Nun rennen sie bald wieder umher, die furchteinflössenden Schnabelgeissen mit ihren furchterregenden Mäulern und grossen Hörnern: Diesen Freitag ist kleine, in einer Woche grosse Spräggele. Der Brauch mit Kindern und Erwachsenen wird in Ottenbach seit über 200 Jahren gepflegt.
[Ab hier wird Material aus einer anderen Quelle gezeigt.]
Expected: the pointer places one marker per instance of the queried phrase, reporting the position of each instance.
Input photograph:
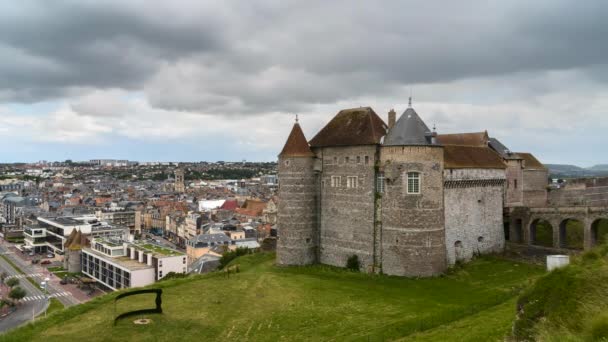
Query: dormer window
(413, 183)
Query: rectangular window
(335, 181)
(413, 183)
(380, 183)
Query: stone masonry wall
(535, 188)
(514, 173)
(297, 221)
(347, 213)
(473, 213)
(413, 235)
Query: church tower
(297, 210)
(179, 181)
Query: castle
(404, 199)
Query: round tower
(297, 211)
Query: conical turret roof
(296, 145)
(408, 130)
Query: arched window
(413, 182)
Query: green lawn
(265, 302)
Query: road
(39, 274)
(26, 310)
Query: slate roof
(350, 127)
(471, 157)
(296, 145)
(408, 130)
(530, 162)
(479, 139)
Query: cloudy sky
(221, 80)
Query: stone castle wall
(347, 213)
(535, 188)
(473, 212)
(514, 173)
(297, 212)
(413, 235)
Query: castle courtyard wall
(413, 235)
(297, 217)
(347, 213)
(535, 187)
(473, 212)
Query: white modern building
(51, 233)
(118, 264)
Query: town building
(117, 264)
(51, 233)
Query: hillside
(569, 304)
(264, 302)
(599, 167)
(573, 171)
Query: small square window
(413, 183)
(352, 182)
(335, 181)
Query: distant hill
(564, 168)
(599, 167)
(571, 171)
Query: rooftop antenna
(410, 101)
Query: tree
(12, 282)
(17, 293)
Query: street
(25, 310)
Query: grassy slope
(264, 302)
(569, 304)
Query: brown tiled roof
(471, 157)
(355, 126)
(255, 205)
(531, 163)
(479, 139)
(296, 145)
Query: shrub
(353, 263)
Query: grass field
(264, 302)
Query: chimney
(392, 117)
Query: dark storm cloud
(280, 55)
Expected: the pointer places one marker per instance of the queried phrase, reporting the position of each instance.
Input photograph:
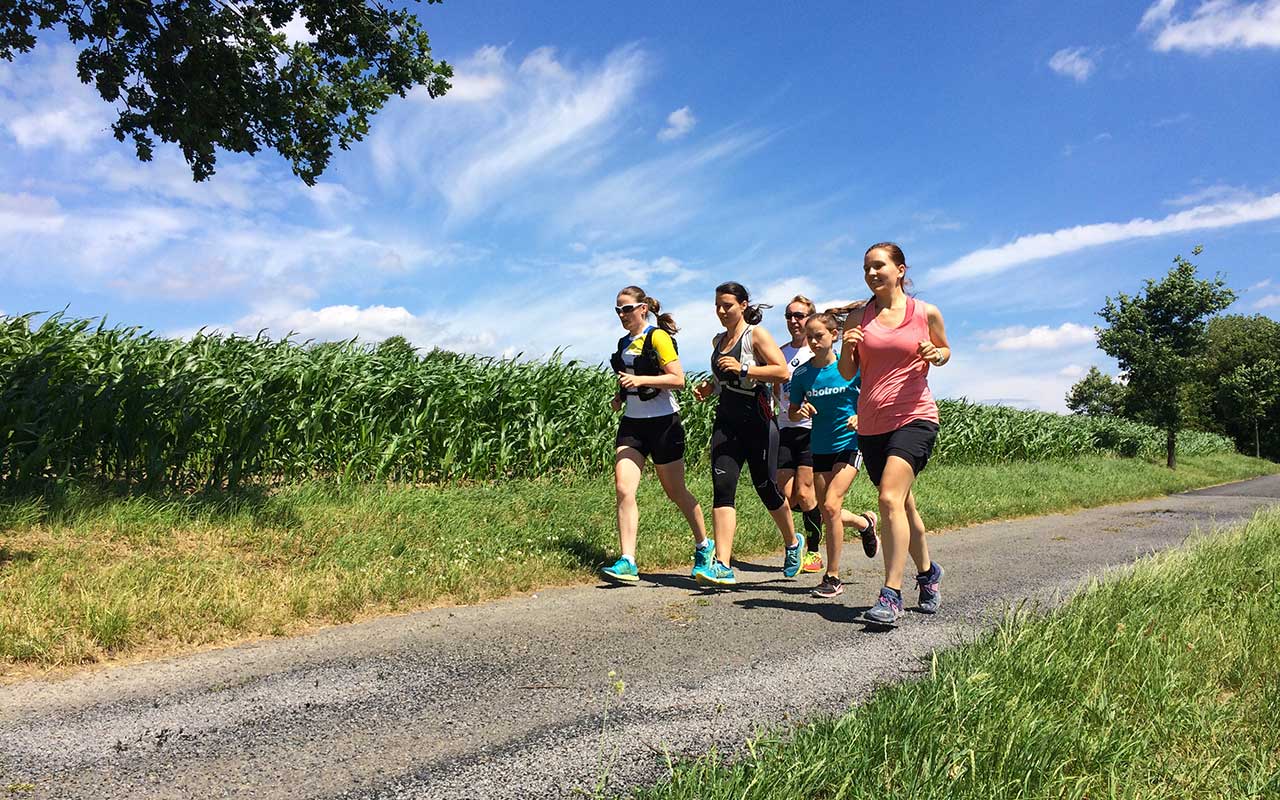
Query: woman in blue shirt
(819, 393)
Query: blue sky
(1031, 159)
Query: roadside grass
(87, 575)
(1159, 682)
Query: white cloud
(1075, 63)
(992, 260)
(679, 123)
(1215, 24)
(1041, 337)
(1217, 192)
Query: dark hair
(664, 320)
(895, 255)
(753, 314)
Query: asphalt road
(513, 699)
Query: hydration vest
(645, 362)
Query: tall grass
(82, 400)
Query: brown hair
(753, 314)
(895, 255)
(664, 320)
(804, 301)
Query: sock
(812, 528)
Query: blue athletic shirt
(835, 398)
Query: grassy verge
(1157, 684)
(87, 575)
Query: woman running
(648, 371)
(744, 359)
(821, 394)
(892, 343)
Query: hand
(728, 364)
(929, 352)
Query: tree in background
(1097, 394)
(1255, 389)
(1159, 338)
(220, 73)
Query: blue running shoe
(622, 571)
(887, 609)
(931, 589)
(716, 575)
(792, 558)
(703, 557)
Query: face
(728, 309)
(796, 314)
(819, 337)
(881, 273)
(634, 311)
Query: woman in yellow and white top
(648, 368)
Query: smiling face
(730, 310)
(632, 314)
(881, 272)
(819, 336)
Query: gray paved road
(508, 699)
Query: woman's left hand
(728, 364)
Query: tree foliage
(1159, 338)
(1097, 394)
(211, 74)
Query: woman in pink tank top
(894, 342)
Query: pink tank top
(895, 378)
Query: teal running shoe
(792, 558)
(703, 557)
(716, 575)
(622, 571)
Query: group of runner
(851, 392)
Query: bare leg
(627, 466)
(672, 478)
(895, 525)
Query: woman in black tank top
(745, 361)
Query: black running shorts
(826, 462)
(661, 438)
(794, 448)
(913, 443)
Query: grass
(1157, 684)
(87, 575)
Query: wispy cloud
(1041, 337)
(991, 260)
(1215, 24)
(679, 123)
(1075, 63)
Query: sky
(1032, 160)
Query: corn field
(80, 400)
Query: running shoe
(791, 560)
(830, 586)
(887, 609)
(931, 589)
(716, 575)
(622, 571)
(812, 562)
(703, 557)
(871, 542)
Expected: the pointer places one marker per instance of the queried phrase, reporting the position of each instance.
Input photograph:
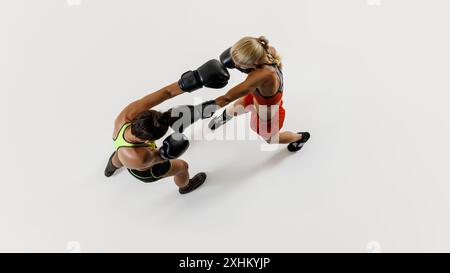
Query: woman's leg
(237, 108)
(283, 138)
(179, 171)
(113, 165)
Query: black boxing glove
(211, 74)
(227, 61)
(174, 146)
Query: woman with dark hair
(138, 126)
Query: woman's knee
(180, 165)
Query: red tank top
(275, 99)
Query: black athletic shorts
(153, 174)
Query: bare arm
(151, 100)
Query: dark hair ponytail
(166, 118)
(150, 125)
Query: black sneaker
(194, 183)
(297, 145)
(220, 120)
(110, 168)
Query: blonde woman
(260, 93)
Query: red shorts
(265, 128)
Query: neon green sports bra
(120, 141)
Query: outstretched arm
(151, 100)
(249, 85)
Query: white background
(368, 79)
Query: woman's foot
(110, 168)
(220, 120)
(194, 183)
(297, 145)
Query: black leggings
(153, 174)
Vier Gruppen machen sich ab 18 Uhr bei einem Willkommenstrunk und an einem «geheimen Ort» bereit. Um 19.30 Uhr werden vier Gruppen formiert, die sich in alle Himmelsrichtungen um den Dorfplatz verteilen. Der offizielle Start erfolgt um 20 Uhr mittels knallender Rakete. Dann strömen die Schnabelgeissen mit grossen Hörnern von allen Seiten wieder auf den Dorfplatz, wo im oberen und unteren Bereich «Jagd» aufs Publikum gemacht wird – ein Gaudi, über das auch schon überregionale Medien berichtet haben. Überliefert sind zahlreiche Geschichten aus früheren Jahren, dazu auch mal hartes Zugreifen – bis zum Versenken in einem Bach. «Heute ist das aber nicht mehr so arg. Wir wollen aber diese Tradition am Leben erhalten», sagt Siro Romano, der Patrick Thomi als Obmann abgelöst hat und auf den Spuren seines langjährigen Vorgängers weiterfahren will. Thomi habe den Brauch mit viel Herzblut, Organisationstalent und feinem Gespür für Tradition mitgeprägt, lobt der Turnverein. Nach einem Tief vor etwa 20 Jahren, als nur noch rund ein halbes Dutzend mitmachte, befindet sich der Brauch inzwischen wieder in voller Blüte. «Wir rechnen dieses Jahr mit 30 bis 35 Teilnehmerinnen und Teilnehmern. Hauptträger sind der Turnverein und der Pontonierfahrverein, aber wir haben in unseren Reihen auch Vertreter des Schützenvereins und Vereinslose. Die Spräggele ist kein Verein», hält Siro Romano fest. Inzwischen sind auch gegen zehn Frauen von der Partie sowie Neuzugezogene, die auf diese Weise Anschluss im Dorf finden. Verbunden mit dem Brauch ist auch der Spräggele-Määrt am 12. Dezember, ebenso ein Publikumsmagnet.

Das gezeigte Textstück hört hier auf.